You can also use this adjustment to make the eyes more vibrant.
The head looks a little off, because it has a much finer texture than the rest of the body. You can fix it by selecting parts of the scales with the Lasso Tool (L) and copying them as a whole (Control-Shift-C). Place the scales on the head and modify them to fit their surroundings.
Use the Layer Mask to blend them with the head.
5. Blend the Elements With the Environment
The position and shape are correct, the colors are matching, but all the elements still look kind of separate. It's because each of them has shadows coming from a different light source. We need to adjust them to a single light source—the one established by the background.
We've got a lot of layers, masks, and adjustments, which makes it hard to see anything. Save your project as a new file to create a backup, and then select and merge (Control-E) some layers to make it look more like it did in the beginning.
Add another Hue/Saturation adjustment to one of the wings. Clip it and give it a shade that it would have in the shadow.
Use a Layer Mask to reveal the parts that are actually in light. Make sure you're basing the lighting on the background!
Do the same with the other parts.
Some parts still contain shadows coming from their original background. Let's fix it. Add another Hue/Saturation adjustment, check Colorize and make the wing brighter, with the color of the surroundings.

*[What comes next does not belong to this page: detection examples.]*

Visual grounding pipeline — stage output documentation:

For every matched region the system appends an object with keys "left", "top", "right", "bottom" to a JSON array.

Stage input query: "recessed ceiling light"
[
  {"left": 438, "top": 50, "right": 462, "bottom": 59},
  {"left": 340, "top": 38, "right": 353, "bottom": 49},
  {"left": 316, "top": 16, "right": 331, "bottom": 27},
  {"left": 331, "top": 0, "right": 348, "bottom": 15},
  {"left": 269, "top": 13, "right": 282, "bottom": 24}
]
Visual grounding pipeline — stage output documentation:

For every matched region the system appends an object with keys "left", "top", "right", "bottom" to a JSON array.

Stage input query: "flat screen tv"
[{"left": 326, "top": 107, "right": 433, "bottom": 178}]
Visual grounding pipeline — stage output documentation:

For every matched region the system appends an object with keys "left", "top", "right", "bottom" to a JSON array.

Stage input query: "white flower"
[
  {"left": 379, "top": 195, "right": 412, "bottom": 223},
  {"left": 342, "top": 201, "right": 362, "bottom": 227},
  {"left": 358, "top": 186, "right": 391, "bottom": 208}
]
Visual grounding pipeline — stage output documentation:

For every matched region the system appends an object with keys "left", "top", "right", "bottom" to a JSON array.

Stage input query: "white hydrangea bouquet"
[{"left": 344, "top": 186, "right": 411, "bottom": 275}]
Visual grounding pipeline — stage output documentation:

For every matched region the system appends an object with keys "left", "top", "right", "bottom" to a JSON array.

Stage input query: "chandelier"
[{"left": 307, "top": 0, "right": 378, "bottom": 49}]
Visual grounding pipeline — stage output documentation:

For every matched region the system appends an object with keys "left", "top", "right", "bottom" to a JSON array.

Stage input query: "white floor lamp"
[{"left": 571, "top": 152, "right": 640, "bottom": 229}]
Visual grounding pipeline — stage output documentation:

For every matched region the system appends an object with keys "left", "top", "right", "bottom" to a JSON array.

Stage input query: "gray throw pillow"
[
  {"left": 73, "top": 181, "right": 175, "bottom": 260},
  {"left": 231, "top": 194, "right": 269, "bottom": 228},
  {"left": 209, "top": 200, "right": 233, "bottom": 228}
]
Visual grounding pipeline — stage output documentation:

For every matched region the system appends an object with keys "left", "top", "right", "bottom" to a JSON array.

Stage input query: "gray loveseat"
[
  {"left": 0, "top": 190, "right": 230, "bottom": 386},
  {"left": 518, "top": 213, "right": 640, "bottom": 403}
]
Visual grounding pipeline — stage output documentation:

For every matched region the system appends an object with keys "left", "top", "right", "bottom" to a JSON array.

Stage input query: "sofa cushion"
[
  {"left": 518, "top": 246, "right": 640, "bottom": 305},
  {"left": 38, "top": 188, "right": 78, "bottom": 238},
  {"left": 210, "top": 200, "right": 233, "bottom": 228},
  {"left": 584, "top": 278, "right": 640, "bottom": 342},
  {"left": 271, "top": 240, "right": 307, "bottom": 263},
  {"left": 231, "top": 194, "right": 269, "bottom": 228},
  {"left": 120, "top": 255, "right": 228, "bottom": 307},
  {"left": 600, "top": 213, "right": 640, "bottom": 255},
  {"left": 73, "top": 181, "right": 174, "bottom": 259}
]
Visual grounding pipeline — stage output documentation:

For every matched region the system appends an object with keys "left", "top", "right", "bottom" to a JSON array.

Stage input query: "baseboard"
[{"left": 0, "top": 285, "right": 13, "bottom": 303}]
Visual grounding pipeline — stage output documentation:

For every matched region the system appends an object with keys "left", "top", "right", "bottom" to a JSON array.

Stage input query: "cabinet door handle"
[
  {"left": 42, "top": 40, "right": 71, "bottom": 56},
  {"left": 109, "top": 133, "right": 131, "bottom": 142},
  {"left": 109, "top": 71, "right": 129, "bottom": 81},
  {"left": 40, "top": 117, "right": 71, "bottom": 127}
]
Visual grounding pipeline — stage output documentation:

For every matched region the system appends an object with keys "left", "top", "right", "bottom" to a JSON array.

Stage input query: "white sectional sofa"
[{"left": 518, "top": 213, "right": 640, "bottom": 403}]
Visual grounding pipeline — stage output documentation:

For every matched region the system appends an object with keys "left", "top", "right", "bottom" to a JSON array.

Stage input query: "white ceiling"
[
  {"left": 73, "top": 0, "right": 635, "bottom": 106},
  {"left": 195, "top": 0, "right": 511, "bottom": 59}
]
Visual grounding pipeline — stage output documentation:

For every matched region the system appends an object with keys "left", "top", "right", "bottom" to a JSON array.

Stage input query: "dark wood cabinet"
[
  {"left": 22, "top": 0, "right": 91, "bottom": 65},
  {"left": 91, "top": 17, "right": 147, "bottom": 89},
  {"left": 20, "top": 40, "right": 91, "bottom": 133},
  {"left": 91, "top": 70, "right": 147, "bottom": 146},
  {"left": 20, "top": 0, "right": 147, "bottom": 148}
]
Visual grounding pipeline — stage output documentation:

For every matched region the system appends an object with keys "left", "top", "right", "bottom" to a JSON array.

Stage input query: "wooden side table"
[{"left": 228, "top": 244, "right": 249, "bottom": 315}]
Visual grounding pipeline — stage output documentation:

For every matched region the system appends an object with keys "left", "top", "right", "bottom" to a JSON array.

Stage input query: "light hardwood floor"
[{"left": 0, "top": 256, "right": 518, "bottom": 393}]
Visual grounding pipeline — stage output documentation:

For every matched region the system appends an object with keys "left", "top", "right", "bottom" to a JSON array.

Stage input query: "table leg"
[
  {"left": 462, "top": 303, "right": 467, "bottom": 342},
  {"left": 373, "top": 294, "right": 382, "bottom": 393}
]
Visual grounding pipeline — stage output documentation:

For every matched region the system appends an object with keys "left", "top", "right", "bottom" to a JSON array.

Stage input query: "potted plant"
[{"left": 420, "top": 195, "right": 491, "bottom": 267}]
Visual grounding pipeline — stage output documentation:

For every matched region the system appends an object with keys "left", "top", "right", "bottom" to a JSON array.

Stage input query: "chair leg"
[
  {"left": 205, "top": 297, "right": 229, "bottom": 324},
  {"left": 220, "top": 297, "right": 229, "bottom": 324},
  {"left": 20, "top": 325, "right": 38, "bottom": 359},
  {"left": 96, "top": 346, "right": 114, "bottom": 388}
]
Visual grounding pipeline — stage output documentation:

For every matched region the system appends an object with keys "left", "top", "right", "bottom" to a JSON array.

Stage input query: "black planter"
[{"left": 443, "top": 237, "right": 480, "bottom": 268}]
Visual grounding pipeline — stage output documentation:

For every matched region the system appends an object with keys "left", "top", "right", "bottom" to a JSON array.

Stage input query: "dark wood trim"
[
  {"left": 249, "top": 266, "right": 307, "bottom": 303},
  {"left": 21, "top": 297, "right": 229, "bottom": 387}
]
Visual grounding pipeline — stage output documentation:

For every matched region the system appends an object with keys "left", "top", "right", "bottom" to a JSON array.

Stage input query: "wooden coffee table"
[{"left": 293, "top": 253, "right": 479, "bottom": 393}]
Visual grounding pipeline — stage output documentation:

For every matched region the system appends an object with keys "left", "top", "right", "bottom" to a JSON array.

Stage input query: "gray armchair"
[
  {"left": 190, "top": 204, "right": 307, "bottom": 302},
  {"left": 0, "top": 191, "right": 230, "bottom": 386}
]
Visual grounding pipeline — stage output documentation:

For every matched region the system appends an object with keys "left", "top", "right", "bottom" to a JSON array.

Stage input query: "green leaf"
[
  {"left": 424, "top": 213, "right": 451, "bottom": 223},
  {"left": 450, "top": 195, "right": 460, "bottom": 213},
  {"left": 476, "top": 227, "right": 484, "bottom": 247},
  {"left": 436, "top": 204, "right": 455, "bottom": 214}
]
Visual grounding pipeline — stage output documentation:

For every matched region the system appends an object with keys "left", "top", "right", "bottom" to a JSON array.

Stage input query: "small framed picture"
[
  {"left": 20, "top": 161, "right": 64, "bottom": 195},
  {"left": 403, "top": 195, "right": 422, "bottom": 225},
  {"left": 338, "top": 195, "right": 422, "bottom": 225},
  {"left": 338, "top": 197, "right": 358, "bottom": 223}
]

Use a Layer Mask to blend it.
In some cases this trick may fade the contrast in the illuminated places, like here:
In such a case, double click the adjustment and play with the lower Blend If slider. Hold Alt and click the marker to split it for a smoother transition. You can learn more about Blend If from my quick tip the Magic of Photoshop's Blend If and from the 60-second video How to Use Blend If in Adobe Photoshop.
Use these tricks to fix the shading on all the elements.
We need to blend the dragon with the hand as well. To achieve this effect, add the Hue/Saturation adjustment to the background layer. Make the hand dark, but highly saturated, fill the mask with black, and then reveal the parts that the dragon touches.
Create one more adjustment layer like this and darken the parts that are closest to the dragon.
Once again, look at the picture as a whole and try to see its weak spots. Which parts kill the illusion? Find and fix them!
Use a mix of the tricks you have just learned to add reflected colors to certain areas. This will integrate the scene even more.
6. Add the Finishing Touches
The dragon looks real already! But if you want to make it even prettier, you need to use a few more tricks.
Select the tail layer and go into Quick Mask mode (Q). Take a soft brush and paint over the edges of the tail.
Exit the mode (Q) and invert the selection (Control-Shift-I). Hide the selection for a moment (Control-H).
Go to Filter > Blur > Gaussian Blur and use it to blend the tail into the blurriness of the picture.
Do the same with all the other elements to soften their sharp edges.
One wing goes deeper into the background, so we need to put it slightly out of focus. Select it and go to Filter > Blur > Tilt Shift. Experiment to achieve the effect you want.
Let's make the other wing slightly translucent. Hide it for a moment, and then select the part of the background behind it and copy it to a new layer above the wing.
Make that copied part blurry.
Use a Layer Mask to blend the part.
Let's make the eye more lively. Use the Elliptical Marquee Tool (M) to create an elliptical-shaped selection.
Use a soft brush to paint a blue glow within the selection.
Use a harder brush to add a white shine within the selection.
The dragon is finished, so you can now only add small fixes here and there, depending on what you missed during the process. One major thing you can add after merging all the layers is Filter > Noise > Add Noise. The dragon should fit the quality of the background.